Anaraki Abdolreza Najafi, Mirzaei Kamran
Department of Anesthesia, Bushehr University of Medical Sciences, Bushehr, Iran.
Int J Prev Med. 2012 Oct;3(10):706-12.
This study was performed to compare the effect of different doses of intrathecal meperidine on the incidence and intensity of shivering and other side-effects after spinal anesthesia for cesarean delivery.
One hundred and fifty-six parturient women scheduled for elective cesarean delivery were enrolled in four groups. Spinal anesthesia consisted of heavy bupivacaine 0.5% (10 mg) in the standard group (Group I), heavy bupivacaine 0.5% (10 mg) plus meperidine (0.2 mg per kg) in Group II, heavy bupivacaine 0.5% (10 mg) plus meperidine (0.3 mg per kg) in Group III, heavy bupivacaine 0.5% (10 mg) plus meperidine (0.4 mg per kg) in Group IV. The signs and symptoms were recorded by an observer unaware of the study groups. Data were analyzed using analysis of variance, Kruskal-Wallis H-test and chi-square. A P value less than 0.05 was considered to be significant.
The systolic blood pressure, amount of bleeding, Pulse Rate, O2 saturation, neonatal apgar scores, core temperatures and sensory level revealed no difference between groups (P>0.05). The incidence (47.5%, 37.5%, 27.5% and 15.0%, respectively) and intensity of shivering decreased as the dose of meperidine increased (P=0.002) but the incidence of nausea and vomiting (8.0%, 15.4%, 25.9% and 35.8%, respectively) (P=0.000) and pruritis (25.64, 28.21, 38.46, and 48.72 respectively) increased as the dose of meperidine increased (P=0.000).
The high dose of intrathecal meperidine is effective in reducing the incidence and intensity of shivering associated with spinal anesthesia for cesarean delivery but the high incidence of nausea and vomiting is unpleasant for the patient and can be a major problem with a high dose of meperdine.
本研究旨在比较不同剂量鞘内注射哌替啶对剖宫产脊髓麻醉后寒战的发生率、严重程度及其他副作用的影响。
156例计划行择期剖宫产的产妇被纳入四组。标准组(I组)脊髓麻醉采用0.5%重比重布比卡因(10mg),II组采用0.5%重比重布比卡因(10mg)加哌替啶(0.2mg/kg),III组采用0.5%重比重布比卡因(10mg)加哌替啶(0.3mg/kg),IV组采用0.5%重比重布比卡因(10mg)加哌替啶(0.4mg/kg)。由不了解研究分组的观察者记录体征和症状。采用方差分析、Kruskal-Wallis H检验和卡方检验分析数据。P值小于0.05被认为具有统计学意义。
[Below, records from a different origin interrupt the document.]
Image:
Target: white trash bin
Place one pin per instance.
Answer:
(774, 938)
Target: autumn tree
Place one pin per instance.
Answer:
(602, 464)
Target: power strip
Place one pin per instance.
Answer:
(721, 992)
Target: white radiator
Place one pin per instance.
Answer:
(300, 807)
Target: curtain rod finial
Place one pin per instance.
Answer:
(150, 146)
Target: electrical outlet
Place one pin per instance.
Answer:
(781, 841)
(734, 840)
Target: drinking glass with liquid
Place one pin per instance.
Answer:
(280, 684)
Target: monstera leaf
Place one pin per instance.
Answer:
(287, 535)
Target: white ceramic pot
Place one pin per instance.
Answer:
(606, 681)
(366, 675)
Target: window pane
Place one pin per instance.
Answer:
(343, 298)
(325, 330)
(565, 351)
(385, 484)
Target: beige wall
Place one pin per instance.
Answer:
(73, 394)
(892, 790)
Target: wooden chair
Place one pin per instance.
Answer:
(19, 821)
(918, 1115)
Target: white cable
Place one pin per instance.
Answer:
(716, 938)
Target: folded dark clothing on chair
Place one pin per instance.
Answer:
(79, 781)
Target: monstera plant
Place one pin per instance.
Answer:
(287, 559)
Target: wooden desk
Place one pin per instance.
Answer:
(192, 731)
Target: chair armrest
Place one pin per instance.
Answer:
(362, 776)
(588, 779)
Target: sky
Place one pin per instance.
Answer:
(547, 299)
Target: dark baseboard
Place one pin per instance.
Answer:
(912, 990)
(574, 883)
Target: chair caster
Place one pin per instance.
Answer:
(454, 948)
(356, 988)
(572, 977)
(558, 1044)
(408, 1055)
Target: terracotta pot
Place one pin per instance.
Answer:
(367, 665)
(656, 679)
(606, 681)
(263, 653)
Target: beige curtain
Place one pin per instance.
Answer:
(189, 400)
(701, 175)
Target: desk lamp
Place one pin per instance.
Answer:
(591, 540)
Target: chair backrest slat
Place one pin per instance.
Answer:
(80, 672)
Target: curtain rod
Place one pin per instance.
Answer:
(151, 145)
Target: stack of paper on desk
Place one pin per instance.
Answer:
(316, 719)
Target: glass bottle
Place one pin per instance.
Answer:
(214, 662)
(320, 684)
各组间收缩压、出血量、脉搏率、血氧饱和度、新生儿阿氏评分、核心体温及感觉平面无差异(P>0.05)。随着哌替啶剂量增加,寒战的发生率(分别为47.5%、37.5%、27.5%和15.0%)及严重程度降低(P=0.002),但恶心呕吐的发生率(分别为8.0%、15.4%、25.9%和35.8%)(P=0.000)及瘙痒发生率(分别为25.64、28.21、38.46和48.72)随哌替啶剂量增加而升高(P=0.000)。
高剂量鞘内注射哌替啶可有效降低剖宫产脊髓麻醉相关寒战的发生率及严重程度,但恶心呕吐的高发生率会给患者带来不适,且高剂量哌替啶可能是一个主要问题。